Our statement of the Continuation Theorem does not appear to allow generalizing the construction to the cases where some of the $f_i$ have the same level. However, our statement is not actually the full statement that can be proved by induction on terms. If one works with the full statement instead, one can prove the
Admissibility Theorem
If each $f_i$ is simple and $f_0 \succ \cdots \succ f_k$, then $f$ is admissible.

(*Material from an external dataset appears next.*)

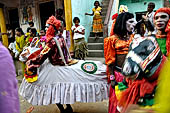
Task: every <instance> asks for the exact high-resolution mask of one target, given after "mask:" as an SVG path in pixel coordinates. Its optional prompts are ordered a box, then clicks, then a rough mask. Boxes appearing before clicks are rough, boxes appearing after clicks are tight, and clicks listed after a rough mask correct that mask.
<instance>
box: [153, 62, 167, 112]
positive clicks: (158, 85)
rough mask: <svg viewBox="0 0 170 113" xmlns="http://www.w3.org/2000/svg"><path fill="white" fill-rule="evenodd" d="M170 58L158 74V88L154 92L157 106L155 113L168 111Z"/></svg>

In particular, if each $f_i \in \U$ and $f_0 \succ \cdots \succ f_k$, then $f$ is admissible.
We denote by $\langle f \rangle$ the additive real vector space generated by $\{f_0, \dots, f_k\}$. Note that the set of monomials generated by $e^x \circ f$ is then $e^x \circ \langle f \rangle$.
Corollary 2
For each $f \in \U^{k+1}$ such that $f_0 \succ \cdots \succ f_k$, we obtain a qaa field $(\K_f,e^x \circ \langle f \rangle, T_f)$. Moreover, if $g = (g_0, \dots, g_l) \in \U^{k+1}$ is such that $g_0 \succ \cdots \succ g_l$ and $\{f_0, \dots, f_k\} \subseteq \{g_0, \dots, g_l\}$, then the qaa field $(\K_g, e^x \circ \langle g \rangle, T_g)$ extends $(\K_f,e^x \circ \langle f \rangle, T_f)$.

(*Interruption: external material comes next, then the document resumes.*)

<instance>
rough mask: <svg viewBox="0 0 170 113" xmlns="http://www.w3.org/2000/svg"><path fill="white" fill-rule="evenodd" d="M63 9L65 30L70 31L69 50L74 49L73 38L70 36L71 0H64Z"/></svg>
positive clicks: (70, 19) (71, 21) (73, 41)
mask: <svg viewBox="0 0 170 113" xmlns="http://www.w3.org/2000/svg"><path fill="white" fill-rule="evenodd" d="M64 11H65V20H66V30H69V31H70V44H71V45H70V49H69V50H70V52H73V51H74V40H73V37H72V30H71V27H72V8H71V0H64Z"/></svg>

This means that the system of all qaa fields $(\K_f,e^x \circ \langle f \rangle, T_f)$, with $f \in \U^{k+1}$ such that $f_0 \succ \cdots \succ f_k,$ is a directed system. Note that the corresponding direct limit of all monomial space $e^x \circ \langle f \rangle$ is $\la$.
Definition
We let $(\K,\la,T)$ be the direct limit of this system of qaa fields.
This last qaa field has the following additional properties:
Theorem 3
- The field $\K$ is a Hardy field and $T$ preserves differentiation.
- $(\K,\la,T)$ extends both $(\F,L,T)$ and $(\H,\la,T)$.
Remark
The Hardy field $\K$ is not closed under exponentiation. To see this, consider a germ $f \in \K$ with divergent Dulac series $T(f) = \sum a_\alpha e^{-\alpha x}$. (There are such almost regular germs, and all almost regular germs are contained in $\K$.) Then $f \cdot \exp_2 \in \K$ as well, and the transseries $T(f \cdot \exp_2) = T(f) \cdot \exp_2$ is divergent and purely infinite. So $\exp \circ T(f \cdot \exp_2)$ is a transmonomial that is not convergent, hence is not in the image $T(\K)$. It follows that $\exp \circ (f \cdot \exp_2) \notin \K$.
Open questions
- Is the Liouville closure of $\K$ also a qaa field? One possible way to answer this may be by giving a positive answer to the next question.
- Is the image $T(\K)$ a transserial Hardy field in the sense of Van der Hoeven?